( 4UMF NEWS ) 50 Cent Files For Bankruptcy:
He’s worth an estimated $150 million, but 50 Cent says he doesn’t have two pennies to rub together. Lawyers for the “Get Rich or Die Tryin'” star filed for personal bankruptcy on Monday — the same day he was called to testify about his finances in a lawsuit brought by a woman whose sex tape he posted online.
The filing in Connecticut Bankruptcy Court says he has $10 million to $50 million in assets, and $10 million to $50 million in debt — a figure that’s likely to grow quickly.
A jury awarded Lastonia Leviston $5 million in damages for emotional distress and violation of her civil rights last week, and is set to weigh punitive damages against the rapper this week.

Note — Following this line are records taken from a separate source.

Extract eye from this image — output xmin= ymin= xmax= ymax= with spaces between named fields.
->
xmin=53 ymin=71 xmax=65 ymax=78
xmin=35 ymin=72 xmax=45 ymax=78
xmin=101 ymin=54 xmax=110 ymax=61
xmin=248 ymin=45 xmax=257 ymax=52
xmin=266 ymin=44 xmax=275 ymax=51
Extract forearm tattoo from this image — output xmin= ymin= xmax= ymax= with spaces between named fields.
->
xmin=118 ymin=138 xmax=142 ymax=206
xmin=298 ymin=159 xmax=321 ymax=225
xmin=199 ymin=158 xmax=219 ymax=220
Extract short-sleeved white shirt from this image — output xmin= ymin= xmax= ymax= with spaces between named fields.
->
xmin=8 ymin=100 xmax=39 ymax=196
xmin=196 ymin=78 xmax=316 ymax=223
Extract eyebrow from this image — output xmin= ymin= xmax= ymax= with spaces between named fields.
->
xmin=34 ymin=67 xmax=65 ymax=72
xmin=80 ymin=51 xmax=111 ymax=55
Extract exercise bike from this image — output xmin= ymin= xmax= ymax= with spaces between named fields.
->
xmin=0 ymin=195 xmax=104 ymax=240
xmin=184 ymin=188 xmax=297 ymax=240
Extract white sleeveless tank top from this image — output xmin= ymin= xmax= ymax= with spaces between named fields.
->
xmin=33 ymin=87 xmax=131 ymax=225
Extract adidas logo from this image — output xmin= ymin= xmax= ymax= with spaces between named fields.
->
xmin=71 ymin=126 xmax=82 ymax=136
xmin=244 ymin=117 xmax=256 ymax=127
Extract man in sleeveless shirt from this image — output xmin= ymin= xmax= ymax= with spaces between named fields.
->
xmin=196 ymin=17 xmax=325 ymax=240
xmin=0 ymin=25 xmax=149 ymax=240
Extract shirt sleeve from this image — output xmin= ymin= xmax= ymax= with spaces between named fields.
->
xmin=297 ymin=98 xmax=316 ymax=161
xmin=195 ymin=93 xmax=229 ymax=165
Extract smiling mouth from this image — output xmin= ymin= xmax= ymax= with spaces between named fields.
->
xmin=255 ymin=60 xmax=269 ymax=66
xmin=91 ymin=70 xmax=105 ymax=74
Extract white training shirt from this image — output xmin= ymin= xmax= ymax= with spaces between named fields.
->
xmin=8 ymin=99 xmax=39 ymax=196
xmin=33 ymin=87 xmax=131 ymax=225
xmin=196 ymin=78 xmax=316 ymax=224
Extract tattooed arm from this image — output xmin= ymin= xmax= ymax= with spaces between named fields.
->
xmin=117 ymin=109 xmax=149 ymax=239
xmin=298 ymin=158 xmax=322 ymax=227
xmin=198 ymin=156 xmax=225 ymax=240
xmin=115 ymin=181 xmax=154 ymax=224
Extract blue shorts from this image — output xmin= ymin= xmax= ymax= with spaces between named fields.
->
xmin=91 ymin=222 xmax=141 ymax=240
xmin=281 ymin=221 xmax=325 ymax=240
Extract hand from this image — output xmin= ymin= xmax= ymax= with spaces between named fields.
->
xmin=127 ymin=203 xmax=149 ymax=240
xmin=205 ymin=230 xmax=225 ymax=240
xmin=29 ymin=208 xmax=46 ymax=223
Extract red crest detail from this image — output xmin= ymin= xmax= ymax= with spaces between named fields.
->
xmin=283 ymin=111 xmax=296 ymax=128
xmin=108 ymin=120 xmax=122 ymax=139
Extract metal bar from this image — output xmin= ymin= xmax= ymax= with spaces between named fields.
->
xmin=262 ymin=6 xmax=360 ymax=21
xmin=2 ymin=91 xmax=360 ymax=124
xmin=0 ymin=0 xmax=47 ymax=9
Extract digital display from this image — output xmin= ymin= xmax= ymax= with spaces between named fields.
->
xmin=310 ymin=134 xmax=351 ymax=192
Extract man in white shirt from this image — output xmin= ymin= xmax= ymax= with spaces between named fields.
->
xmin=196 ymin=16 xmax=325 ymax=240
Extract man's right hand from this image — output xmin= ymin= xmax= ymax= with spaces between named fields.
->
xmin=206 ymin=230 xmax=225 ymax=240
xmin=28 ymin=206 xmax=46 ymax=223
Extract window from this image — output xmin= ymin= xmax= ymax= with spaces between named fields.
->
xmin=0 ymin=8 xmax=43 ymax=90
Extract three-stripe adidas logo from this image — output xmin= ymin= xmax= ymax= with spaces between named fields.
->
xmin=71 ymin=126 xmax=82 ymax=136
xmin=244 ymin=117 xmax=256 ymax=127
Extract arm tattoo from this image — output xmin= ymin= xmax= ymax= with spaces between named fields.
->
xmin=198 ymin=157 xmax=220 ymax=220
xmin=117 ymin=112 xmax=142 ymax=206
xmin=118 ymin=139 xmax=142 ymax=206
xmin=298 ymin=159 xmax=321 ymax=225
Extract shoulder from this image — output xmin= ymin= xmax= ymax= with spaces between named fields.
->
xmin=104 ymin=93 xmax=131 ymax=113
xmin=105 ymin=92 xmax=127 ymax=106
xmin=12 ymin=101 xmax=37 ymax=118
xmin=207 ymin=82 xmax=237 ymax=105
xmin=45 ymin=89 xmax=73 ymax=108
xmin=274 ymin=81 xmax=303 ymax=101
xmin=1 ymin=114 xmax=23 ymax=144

Fitty, whose real name is Curtis Jackson, has said he was told that Leviston was “cool” with him posting the video, but acknowledged he didn’t seek her permission to do so.
He used the video to mock rival rapper Rick Ross, who fathered a child with Leviston. Leviston’s lawyer said he also used the tape to drive up traffic on his website.
The rapper has tried to cry poverty in the case before, saying his previous lawyers were too expensive and that he was going broke – despite his successful rap and movie careers, and numerous lucrative endorsement deals. He famously cleared over $100 million when his stake in Vitamin Water was bought out by Coca-Cola a few years ago.
Manhattan Supreme Court Justice Paul Wooten had directed Fitty to testify about his finances from the witness stand Monday.
Instead, his lawyers surprised the judge and Leviston’s lawyers around 10 a.m. with news of the bankruptcy petition.
Jackson’s lawyer James Renard told the judge that the filing in Connecticut, where Jackson has a 52-room mansion in Farmington, entitled him to a delay or automatic stay of Leviston’s case in state court.
Wooten told Renard that he was not sure the stay was automatic, given the circumstances.
“This is the second such bankruptcy that your client has filed in the last 30 days,” the judge said.
Renard noted that the last bankruptcy filed in Manhattan federal court involved one of his client’s corporations.
“Which he was in 100% ownership of,” Wooten snapped back.
The Manhattan federal judge in the first bankruptcy case rejected Jackson’s request for a delay in the state trial and said she would consider imposing sanctions on his lawyers for even asking.
Leviston’s lawyer Alex Alvarez said “this is the third attempt to stop this trial. My client deserves finality in the process.”
He told Wooten that Leviston’s team is making an emergency application to federal court to get the stay lifted and he urged Wooten to ask the Manhattan jury to return next Monday until the legal maneuvers in Connecticut are settled.